Another obvious difference between this study and previous reports is the protocol for sample collection. In our studies, peripheral venous blood was drawn into rapid serum tubes, which contain prothrombotic gel to facilitate clotting. After immediate spinning of the sample, we collected serum. In contrast, Bock et al. mainly used plasma collection tubes that contained EDTA or heparin. Moreover, the plasma was obtained in the past and stored for future use. There are no differences between serum or EDTA-plasma suPAR concentrations when whole blood samples are kept for a few hours. However, suPAR is significantly increased when kept for 72 hours at 20°C (12). In the series by Bock et al., timing of specimen collection was not uniform among the patients and occurred at varying time points of the disease course. The latter is important as children with FSGS can have serum suPAR levels that are normal during remission (13). Without delineation of the number of patients in remission, this might explain the lower suPAR values in the FSGS cohort of the study by Bock et al. A few samples were collected from the same patient and presumably those samples were collected as the patient’s nephrotic syndrome status changed. It would be informative to know whether changes in nephrotic syndrome status correlated with changes in suPAR levels. Huang et al. (9) found that plasma suPAR levels decreased significantly in FSGS patients who were in complete remission. In contrast, plasma suPAR levels remained unchanged or even rose in patients with partial remission or treatment failure.
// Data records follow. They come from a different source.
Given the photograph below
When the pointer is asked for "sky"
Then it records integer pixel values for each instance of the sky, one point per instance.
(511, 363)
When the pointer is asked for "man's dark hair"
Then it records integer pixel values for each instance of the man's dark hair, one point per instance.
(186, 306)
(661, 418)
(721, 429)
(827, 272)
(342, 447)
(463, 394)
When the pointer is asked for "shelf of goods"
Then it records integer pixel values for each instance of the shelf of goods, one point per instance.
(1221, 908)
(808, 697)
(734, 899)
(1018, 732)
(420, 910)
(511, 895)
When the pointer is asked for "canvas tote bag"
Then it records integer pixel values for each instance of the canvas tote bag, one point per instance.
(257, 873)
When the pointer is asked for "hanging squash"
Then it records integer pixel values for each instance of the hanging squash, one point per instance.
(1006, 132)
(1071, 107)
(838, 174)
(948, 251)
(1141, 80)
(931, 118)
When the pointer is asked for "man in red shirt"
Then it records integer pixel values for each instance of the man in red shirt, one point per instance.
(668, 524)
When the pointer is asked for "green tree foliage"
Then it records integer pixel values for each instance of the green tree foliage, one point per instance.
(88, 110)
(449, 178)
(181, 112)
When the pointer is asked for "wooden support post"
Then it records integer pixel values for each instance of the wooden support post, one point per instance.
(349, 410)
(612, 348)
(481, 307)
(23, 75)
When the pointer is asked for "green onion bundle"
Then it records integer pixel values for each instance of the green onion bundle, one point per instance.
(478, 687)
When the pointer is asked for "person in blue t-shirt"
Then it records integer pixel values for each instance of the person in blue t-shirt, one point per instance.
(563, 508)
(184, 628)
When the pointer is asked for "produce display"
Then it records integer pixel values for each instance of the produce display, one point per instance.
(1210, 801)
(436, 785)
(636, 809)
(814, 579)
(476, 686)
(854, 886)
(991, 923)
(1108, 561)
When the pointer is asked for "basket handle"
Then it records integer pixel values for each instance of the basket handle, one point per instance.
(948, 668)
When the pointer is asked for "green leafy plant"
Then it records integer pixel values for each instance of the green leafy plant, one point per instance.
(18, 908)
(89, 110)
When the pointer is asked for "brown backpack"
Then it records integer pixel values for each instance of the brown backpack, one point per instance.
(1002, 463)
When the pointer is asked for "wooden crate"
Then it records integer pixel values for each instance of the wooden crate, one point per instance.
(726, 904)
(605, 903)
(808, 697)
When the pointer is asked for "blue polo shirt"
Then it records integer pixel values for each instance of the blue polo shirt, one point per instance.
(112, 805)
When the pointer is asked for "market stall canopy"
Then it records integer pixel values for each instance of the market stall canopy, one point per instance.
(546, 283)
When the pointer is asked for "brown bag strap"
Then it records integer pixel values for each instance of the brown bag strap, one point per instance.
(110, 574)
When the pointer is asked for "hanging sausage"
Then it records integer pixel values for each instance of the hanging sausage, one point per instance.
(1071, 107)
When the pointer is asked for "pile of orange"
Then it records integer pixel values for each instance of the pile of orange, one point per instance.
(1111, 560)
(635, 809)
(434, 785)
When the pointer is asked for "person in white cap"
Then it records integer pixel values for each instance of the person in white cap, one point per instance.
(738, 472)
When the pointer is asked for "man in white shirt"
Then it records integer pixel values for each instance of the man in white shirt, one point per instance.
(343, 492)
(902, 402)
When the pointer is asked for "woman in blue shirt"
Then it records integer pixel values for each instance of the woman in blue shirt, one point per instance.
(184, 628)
Similarly, patients with a kidney transplant are included in the Bock series. Without detailed information on recurrent disease, it is impossible to assess whether those patients had stable graft function, a lower risk of recurrent FSGS, and predictably lower levels of suPAR. Finally, some of FSGS patients had low-grade proteinuria (Up/c <1), which suggests that they were responsive to their treatments and had low levels of suPAR.
Taking into consideration all of these factors that might explain the discrepancy between the findings of Bock et al. and previous studies, we suggest that measuring suPAR levels with currently available ELISA kits and deploying the result in clinical practice should not be used as a single decisive test in the evaluation of patients with FSGS. Our own unpublished data suggest the existence of additional forms of suPAR that are relevant in FSGS and for which better tests need to be developed. These highly pathogenic forms may be more prevalent and relevant in children with FSGS.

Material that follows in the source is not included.